Ave Maria Meditations
It is not really a question of trust in God at all, for we want very much to trust Him; it is really a question of our ultimate believe in His existence and His providence, and it demands the purest act of faith.
For my part, I was brought to make this perfect act of faith, this act of complete self abandonment to His will, of total trust and in His love and concern for me and His desire to sustain and protect me, by the experience of a complete despair of my own powers and abilities that had preceded it. I knew I could no longer trust myself, and it seemed only sensible then to trust totally in God. It was the grace God has been offering me all my life, but which I had never really had the courage to accept in full…

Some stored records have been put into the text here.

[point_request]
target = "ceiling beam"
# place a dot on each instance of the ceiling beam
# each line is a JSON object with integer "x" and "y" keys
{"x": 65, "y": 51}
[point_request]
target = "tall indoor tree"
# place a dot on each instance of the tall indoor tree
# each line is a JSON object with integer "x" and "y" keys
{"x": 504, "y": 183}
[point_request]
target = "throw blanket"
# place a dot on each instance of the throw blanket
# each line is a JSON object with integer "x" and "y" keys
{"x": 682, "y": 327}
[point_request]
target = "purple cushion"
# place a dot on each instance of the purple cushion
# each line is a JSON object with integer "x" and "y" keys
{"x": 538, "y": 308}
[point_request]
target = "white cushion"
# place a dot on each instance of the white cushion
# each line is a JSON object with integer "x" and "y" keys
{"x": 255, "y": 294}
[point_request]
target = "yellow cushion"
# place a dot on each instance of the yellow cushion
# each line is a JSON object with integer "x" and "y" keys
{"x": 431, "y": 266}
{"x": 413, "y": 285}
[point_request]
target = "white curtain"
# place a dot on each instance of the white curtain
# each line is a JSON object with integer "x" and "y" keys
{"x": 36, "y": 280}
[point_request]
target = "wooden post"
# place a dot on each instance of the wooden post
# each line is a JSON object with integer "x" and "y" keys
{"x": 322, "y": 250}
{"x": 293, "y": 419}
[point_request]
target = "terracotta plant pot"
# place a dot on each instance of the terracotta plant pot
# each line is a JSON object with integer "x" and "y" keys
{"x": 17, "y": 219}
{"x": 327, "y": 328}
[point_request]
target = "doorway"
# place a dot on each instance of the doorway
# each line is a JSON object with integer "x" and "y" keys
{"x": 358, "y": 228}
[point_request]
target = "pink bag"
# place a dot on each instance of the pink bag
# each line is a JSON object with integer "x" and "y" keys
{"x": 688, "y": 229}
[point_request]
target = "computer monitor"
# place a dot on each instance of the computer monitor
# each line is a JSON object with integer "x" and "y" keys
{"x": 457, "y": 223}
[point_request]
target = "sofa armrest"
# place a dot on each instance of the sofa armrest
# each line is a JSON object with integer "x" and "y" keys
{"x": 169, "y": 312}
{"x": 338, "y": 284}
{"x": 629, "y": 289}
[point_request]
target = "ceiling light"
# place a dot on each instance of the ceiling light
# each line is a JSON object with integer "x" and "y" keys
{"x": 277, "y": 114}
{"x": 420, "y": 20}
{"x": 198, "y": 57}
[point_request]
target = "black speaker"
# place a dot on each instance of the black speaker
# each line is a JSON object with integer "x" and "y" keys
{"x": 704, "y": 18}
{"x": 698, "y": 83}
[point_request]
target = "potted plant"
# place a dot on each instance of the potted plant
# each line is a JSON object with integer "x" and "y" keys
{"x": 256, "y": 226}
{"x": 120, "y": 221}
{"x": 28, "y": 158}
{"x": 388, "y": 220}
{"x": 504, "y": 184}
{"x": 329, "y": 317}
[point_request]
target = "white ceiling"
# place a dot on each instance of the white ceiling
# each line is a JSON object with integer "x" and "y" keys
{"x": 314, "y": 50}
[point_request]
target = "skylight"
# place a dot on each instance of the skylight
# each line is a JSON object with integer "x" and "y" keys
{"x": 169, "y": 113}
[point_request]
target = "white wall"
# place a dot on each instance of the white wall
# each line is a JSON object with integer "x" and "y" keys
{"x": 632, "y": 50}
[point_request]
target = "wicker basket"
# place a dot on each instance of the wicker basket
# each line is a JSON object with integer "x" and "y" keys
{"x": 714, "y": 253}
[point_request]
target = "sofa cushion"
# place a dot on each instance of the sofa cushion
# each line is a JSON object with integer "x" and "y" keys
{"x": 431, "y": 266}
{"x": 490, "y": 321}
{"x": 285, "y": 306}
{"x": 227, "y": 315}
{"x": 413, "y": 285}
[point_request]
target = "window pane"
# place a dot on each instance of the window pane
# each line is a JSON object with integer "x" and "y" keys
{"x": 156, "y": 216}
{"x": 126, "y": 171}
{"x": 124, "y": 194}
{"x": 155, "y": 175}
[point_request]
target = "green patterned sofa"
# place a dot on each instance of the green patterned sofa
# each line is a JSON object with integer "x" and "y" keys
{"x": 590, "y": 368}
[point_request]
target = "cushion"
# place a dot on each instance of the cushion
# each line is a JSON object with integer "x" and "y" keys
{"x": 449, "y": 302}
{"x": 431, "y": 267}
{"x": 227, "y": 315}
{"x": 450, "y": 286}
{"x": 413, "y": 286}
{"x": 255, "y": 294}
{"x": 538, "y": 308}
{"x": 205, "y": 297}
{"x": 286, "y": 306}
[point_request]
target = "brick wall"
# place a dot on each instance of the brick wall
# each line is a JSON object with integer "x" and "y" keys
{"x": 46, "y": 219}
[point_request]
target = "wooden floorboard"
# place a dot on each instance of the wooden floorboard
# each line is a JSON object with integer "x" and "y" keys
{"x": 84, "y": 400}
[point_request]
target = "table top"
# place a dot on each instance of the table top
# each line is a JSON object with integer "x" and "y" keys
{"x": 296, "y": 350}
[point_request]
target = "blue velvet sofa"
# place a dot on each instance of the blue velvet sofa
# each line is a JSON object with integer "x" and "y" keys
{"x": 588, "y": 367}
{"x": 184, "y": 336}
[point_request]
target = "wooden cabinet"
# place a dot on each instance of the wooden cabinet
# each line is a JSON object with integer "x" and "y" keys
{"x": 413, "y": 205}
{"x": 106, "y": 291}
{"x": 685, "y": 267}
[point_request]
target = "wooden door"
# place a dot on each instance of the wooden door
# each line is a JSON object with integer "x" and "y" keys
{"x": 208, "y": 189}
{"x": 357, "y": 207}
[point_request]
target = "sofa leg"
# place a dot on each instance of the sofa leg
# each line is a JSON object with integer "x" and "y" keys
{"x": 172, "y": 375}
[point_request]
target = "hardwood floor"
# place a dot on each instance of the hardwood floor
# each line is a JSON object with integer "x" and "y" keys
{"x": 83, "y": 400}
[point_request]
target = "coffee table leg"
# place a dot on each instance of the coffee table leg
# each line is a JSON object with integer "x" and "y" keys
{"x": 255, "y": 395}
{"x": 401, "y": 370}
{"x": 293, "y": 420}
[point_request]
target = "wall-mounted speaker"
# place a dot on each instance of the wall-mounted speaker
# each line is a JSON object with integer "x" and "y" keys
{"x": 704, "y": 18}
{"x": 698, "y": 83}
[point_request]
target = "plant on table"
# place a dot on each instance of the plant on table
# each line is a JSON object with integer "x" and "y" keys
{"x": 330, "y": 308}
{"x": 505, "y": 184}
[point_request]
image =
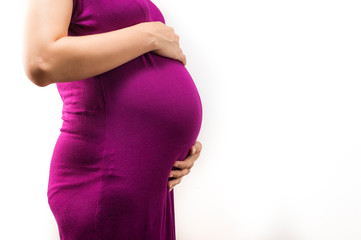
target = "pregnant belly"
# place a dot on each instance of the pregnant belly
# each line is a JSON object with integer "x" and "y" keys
{"x": 153, "y": 99}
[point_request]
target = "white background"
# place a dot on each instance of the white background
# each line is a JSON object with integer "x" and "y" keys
{"x": 281, "y": 132}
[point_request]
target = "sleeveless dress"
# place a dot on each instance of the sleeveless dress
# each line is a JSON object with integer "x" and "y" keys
{"x": 121, "y": 133}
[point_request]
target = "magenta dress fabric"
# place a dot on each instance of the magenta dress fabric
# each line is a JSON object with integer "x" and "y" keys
{"x": 121, "y": 133}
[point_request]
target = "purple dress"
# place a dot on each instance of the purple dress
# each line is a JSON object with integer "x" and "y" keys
{"x": 121, "y": 133}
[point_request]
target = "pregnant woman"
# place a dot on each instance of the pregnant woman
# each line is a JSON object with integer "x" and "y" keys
{"x": 131, "y": 113}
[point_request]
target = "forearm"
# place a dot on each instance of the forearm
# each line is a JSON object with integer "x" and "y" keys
{"x": 73, "y": 58}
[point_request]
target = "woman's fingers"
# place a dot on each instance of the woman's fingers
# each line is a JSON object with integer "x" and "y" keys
{"x": 179, "y": 173}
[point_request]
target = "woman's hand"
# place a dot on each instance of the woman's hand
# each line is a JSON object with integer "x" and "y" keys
{"x": 184, "y": 166}
{"x": 166, "y": 41}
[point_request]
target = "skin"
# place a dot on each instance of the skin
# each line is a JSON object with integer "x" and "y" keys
{"x": 50, "y": 56}
{"x": 184, "y": 166}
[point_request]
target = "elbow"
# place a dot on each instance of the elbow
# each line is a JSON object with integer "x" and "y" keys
{"x": 37, "y": 72}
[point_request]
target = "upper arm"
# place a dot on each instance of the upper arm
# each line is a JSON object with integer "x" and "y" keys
{"x": 45, "y": 22}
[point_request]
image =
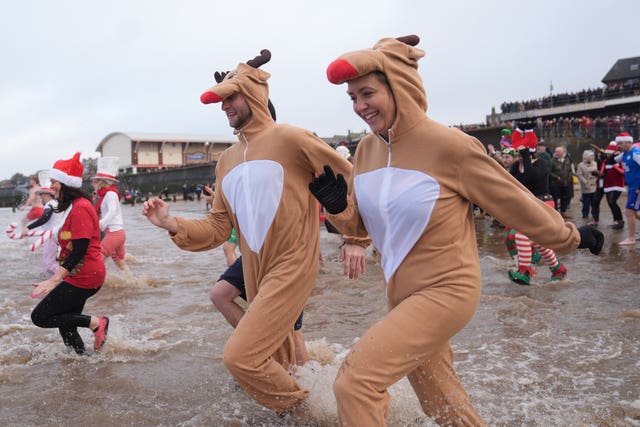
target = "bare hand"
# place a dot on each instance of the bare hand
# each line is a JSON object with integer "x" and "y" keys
{"x": 353, "y": 258}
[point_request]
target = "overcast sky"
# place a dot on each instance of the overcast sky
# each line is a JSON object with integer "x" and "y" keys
{"x": 73, "y": 71}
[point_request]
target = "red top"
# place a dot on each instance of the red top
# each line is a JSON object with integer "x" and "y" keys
{"x": 82, "y": 223}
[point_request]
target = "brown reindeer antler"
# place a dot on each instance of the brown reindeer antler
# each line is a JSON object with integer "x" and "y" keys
{"x": 411, "y": 40}
{"x": 261, "y": 59}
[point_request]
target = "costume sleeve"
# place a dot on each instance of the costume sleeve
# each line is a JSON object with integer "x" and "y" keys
{"x": 110, "y": 208}
{"x": 318, "y": 154}
{"x": 498, "y": 193}
{"x": 209, "y": 232}
{"x": 46, "y": 215}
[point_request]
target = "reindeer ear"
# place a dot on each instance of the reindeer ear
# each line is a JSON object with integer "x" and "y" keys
{"x": 263, "y": 58}
{"x": 411, "y": 40}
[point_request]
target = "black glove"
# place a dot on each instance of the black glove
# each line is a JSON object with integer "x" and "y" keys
{"x": 591, "y": 239}
{"x": 330, "y": 191}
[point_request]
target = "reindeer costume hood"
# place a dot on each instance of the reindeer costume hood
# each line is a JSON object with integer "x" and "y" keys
{"x": 398, "y": 60}
{"x": 250, "y": 81}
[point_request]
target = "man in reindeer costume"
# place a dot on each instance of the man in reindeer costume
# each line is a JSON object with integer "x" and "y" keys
{"x": 262, "y": 192}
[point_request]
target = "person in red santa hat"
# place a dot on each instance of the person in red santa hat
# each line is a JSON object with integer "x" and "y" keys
{"x": 110, "y": 212}
{"x": 81, "y": 272}
{"x": 612, "y": 175}
{"x": 630, "y": 158}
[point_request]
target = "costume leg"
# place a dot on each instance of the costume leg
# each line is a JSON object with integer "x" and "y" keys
{"x": 548, "y": 256}
{"x": 446, "y": 400}
{"x": 261, "y": 350}
{"x": 409, "y": 340}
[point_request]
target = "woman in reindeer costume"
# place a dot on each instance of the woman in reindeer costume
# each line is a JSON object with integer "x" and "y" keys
{"x": 261, "y": 191}
{"x": 412, "y": 188}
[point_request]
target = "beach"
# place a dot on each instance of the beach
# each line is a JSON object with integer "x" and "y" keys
{"x": 549, "y": 354}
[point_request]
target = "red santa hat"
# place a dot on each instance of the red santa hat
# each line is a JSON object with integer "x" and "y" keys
{"x": 68, "y": 172}
{"x": 611, "y": 148}
{"x": 624, "y": 137}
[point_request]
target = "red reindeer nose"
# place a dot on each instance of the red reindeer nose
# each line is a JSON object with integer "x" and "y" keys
{"x": 210, "y": 98}
{"x": 340, "y": 70}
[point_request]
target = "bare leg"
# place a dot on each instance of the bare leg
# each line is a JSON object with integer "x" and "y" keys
{"x": 301, "y": 348}
{"x": 223, "y": 295}
{"x": 631, "y": 224}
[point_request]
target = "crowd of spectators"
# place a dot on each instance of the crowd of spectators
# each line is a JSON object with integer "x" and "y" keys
{"x": 599, "y": 127}
{"x": 620, "y": 90}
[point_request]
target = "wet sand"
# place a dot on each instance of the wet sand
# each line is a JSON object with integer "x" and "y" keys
{"x": 549, "y": 354}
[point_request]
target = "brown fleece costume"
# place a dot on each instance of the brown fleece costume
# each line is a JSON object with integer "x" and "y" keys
{"x": 413, "y": 194}
{"x": 262, "y": 191}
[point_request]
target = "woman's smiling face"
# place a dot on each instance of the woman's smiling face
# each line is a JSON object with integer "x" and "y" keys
{"x": 373, "y": 102}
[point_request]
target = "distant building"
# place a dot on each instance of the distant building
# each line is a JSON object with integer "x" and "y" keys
{"x": 624, "y": 71}
{"x": 620, "y": 95}
{"x": 140, "y": 152}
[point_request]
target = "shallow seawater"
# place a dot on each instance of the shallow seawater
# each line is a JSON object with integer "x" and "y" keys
{"x": 549, "y": 354}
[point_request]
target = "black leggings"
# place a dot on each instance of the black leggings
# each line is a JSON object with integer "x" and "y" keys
{"x": 612, "y": 201}
{"x": 62, "y": 308}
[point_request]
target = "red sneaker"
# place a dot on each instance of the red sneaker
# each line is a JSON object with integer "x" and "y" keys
{"x": 100, "y": 333}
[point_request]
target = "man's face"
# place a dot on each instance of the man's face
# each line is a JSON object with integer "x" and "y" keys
{"x": 237, "y": 110}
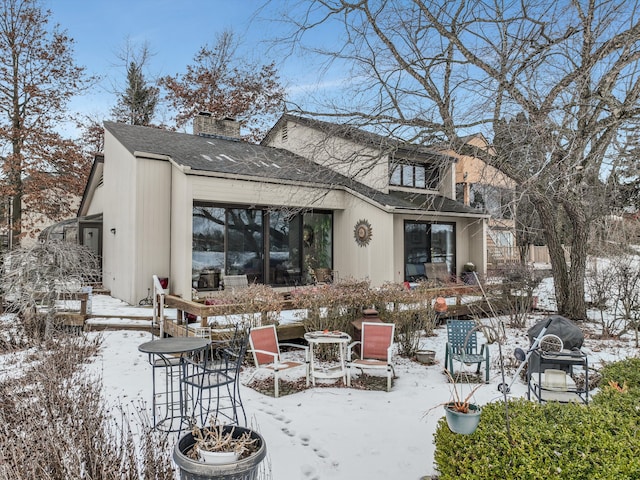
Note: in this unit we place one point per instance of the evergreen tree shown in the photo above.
(137, 104)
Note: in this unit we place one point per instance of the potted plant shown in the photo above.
(462, 416)
(468, 270)
(220, 451)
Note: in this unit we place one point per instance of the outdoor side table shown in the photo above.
(341, 339)
(169, 402)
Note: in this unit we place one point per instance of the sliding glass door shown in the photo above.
(428, 242)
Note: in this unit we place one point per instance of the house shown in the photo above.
(314, 202)
(485, 187)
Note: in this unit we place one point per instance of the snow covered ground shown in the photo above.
(337, 432)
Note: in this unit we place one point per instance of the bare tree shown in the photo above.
(34, 279)
(568, 71)
(37, 79)
(223, 84)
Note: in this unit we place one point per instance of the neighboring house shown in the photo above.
(313, 198)
(486, 188)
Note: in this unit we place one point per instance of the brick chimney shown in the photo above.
(206, 125)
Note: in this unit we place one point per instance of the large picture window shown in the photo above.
(428, 242)
(424, 176)
(269, 246)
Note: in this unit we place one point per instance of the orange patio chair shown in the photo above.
(375, 350)
(266, 354)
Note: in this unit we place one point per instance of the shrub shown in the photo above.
(553, 440)
(548, 441)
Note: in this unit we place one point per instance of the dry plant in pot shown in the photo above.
(461, 414)
(217, 443)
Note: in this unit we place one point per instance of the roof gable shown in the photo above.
(240, 158)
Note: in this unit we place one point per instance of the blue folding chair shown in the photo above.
(462, 346)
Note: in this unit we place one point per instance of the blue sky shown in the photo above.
(174, 30)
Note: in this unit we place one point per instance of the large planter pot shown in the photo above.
(243, 469)
(463, 423)
(427, 357)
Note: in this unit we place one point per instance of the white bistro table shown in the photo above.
(341, 339)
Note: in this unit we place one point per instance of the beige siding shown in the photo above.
(152, 224)
(97, 201)
(181, 233)
(370, 261)
(136, 194)
(119, 217)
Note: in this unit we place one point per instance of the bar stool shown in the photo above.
(214, 384)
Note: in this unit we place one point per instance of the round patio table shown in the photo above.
(169, 403)
(323, 338)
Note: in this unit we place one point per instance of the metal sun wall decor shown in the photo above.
(362, 232)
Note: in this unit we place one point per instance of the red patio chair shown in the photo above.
(266, 354)
(375, 350)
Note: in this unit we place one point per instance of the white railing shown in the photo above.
(158, 304)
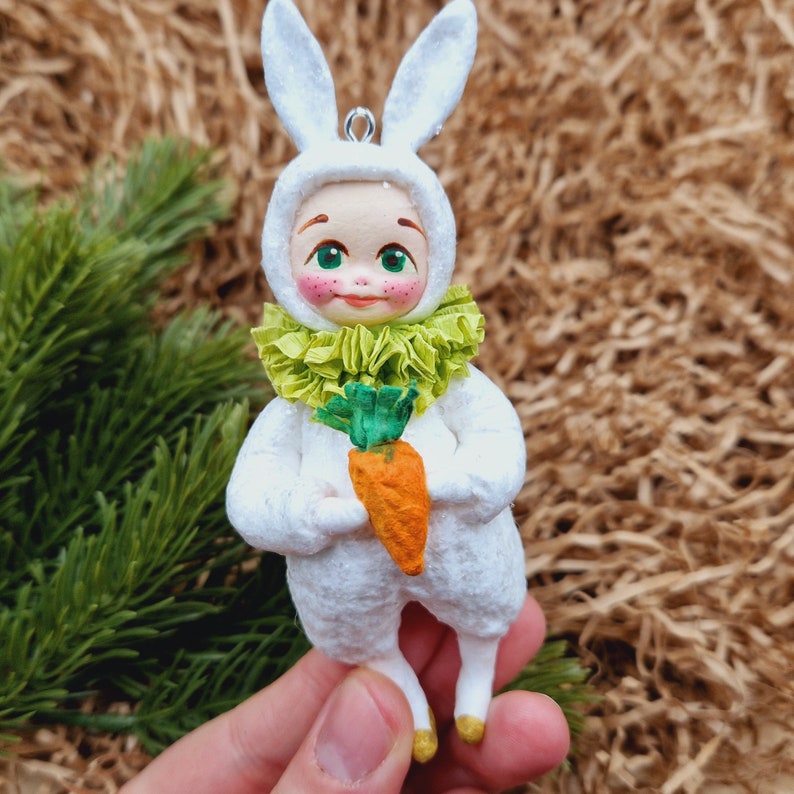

I could never find it in me to give up self completely. There were always boundaries beyond which I would not go, little hedges marking out what I knew in the depths of my being as a point of no return. God and His providence has been constant and His grace, always providing opportunities for this act of perfect faith and trust in Him, always urging me to let go of the reins and trust in Him alone. I had trusted Him, I had cooperated with His grace but only up to a point. Only when I reached a point of total bankruptcy of my own powers had I at last surrendered.
That moment, that experience, completely changed me I can say it now in all sincerity without false modesty, without a sense either of exaggeration or embarrassment. I have to call it a conversion experience; it was at once a death and resurrection.